South-North Basic Agreement
- The Korean Peninsula Flag (Unification Flag) – This flag symbolizes efforts for reconciliation and cooperation between North and South Korea.
- Signed: 13 December 1991
- Location: Seoul, South Korea
- Effective: 19 February 1992
- Condition: Ratification by both North and South Korea
- Signatories: North Korea , South Korea
- Language: Korean

= South-North Basic Agreement =

1991 North–South Korea agreement

The Agreement on Reconciliation, Non-Aggression, and Exchanges and Cooperation Between South and North Korea, also known as the South-North Basic Agreement, was an agreement that aimed to regulate the relations between the two states to promote peaceful coexistence and cooperation on the Korean Peninsula. It was signed on December 13, 1991 by representatives of North Korea and South Korea and went into effect on February 19, 1992.
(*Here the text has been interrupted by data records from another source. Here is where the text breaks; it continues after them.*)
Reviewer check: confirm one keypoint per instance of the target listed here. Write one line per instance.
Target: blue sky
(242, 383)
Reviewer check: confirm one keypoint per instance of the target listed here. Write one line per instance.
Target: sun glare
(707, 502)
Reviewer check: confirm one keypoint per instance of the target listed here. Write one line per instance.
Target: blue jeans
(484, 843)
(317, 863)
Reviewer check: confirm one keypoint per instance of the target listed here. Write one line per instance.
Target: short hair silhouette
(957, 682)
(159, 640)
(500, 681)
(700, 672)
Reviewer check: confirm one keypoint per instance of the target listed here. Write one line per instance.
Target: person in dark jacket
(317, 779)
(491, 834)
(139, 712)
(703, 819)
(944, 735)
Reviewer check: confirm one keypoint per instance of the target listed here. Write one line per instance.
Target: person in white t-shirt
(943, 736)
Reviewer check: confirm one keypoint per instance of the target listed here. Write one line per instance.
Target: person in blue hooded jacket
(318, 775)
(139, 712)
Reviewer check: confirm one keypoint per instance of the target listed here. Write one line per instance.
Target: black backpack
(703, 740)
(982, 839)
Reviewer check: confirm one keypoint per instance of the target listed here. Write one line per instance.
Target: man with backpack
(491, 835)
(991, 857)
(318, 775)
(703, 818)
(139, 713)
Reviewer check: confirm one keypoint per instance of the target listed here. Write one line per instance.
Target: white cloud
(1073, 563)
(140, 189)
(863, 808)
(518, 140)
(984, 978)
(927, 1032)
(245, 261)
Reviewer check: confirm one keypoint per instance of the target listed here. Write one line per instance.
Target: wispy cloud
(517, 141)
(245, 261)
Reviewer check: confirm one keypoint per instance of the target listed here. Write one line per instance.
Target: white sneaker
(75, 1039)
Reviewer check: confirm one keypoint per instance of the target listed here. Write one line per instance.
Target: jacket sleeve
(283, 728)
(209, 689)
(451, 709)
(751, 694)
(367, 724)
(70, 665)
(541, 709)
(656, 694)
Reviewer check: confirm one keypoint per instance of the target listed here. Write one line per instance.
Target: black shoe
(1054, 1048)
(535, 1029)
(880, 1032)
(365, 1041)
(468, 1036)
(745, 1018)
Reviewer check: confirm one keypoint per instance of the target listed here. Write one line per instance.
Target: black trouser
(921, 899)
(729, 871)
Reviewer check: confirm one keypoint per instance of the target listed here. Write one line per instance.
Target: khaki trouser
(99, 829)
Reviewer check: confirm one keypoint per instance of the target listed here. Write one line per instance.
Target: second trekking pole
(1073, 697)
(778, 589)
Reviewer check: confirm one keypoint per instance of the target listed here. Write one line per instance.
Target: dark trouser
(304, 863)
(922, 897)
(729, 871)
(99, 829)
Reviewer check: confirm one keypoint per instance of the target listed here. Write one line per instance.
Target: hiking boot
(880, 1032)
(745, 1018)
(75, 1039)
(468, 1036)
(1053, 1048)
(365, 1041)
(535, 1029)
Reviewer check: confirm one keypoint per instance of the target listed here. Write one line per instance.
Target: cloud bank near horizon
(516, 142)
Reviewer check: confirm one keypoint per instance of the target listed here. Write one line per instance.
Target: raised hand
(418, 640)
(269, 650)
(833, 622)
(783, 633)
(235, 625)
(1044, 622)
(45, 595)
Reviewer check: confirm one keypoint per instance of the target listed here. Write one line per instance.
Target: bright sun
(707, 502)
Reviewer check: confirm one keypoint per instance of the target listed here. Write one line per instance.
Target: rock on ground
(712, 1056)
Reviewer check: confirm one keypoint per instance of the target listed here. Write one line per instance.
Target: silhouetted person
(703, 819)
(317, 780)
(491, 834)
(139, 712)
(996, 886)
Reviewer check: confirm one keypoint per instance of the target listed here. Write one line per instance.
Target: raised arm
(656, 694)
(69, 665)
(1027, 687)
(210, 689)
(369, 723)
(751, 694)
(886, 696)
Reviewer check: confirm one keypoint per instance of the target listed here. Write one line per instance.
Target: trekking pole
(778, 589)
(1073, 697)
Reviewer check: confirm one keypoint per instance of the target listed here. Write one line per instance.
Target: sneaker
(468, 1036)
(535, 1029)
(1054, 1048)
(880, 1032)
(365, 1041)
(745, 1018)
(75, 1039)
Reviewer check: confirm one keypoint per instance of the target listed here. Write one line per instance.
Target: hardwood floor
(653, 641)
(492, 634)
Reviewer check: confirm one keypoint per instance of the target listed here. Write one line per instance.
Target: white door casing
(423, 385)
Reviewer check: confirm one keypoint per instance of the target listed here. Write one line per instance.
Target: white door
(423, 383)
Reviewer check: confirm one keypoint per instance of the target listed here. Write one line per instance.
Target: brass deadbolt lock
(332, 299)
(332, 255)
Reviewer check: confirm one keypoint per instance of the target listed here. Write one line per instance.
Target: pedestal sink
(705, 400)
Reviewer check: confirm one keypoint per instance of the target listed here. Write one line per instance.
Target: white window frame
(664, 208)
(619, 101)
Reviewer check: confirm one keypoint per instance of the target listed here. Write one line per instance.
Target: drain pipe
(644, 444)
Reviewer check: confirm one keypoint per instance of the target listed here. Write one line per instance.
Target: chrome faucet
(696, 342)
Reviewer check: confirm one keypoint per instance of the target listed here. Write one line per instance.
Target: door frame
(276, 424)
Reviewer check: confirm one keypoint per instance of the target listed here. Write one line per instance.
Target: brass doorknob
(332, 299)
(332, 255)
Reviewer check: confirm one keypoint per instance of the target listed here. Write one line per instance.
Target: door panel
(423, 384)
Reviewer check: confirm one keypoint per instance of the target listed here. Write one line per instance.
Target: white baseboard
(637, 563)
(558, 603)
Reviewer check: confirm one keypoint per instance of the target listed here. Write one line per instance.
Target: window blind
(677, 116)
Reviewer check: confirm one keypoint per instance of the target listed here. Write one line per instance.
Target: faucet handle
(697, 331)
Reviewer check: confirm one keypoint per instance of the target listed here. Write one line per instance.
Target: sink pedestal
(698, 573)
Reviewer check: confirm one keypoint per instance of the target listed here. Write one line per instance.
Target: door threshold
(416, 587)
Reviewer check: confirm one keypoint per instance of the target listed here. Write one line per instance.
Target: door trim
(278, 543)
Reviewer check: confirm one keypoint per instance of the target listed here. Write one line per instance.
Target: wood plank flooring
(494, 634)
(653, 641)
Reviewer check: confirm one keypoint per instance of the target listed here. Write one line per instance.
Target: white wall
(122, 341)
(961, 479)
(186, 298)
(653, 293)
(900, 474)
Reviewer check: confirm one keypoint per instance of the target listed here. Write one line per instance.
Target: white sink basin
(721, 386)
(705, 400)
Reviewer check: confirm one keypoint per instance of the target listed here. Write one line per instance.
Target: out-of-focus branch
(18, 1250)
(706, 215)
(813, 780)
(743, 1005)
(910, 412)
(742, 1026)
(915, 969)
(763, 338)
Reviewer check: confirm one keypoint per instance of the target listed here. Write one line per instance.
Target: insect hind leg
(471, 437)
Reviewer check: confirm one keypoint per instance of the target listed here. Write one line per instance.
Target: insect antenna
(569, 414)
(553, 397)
The agreement focused on three spheres of diplomacy in the Korean Peninsula. Reconciliation would ensure both sides were committed to coexisting side by side without interfering in each other's domestic affairs, international competition or sabotage (articles 1–6). The Non-aggression section of the agreement laid steps to prevent escalation of disputes by opening channels of direct communication, promoting demilitarisation, and building trust (articles 9–10). Finally, the section on Exchanges and Cooperation of the agreement hoped to facilitate economic cooperation, trade, and cultural exchanges. It included provisions for freer transit of people, goods, and ideas between the two sides (articles 15–23).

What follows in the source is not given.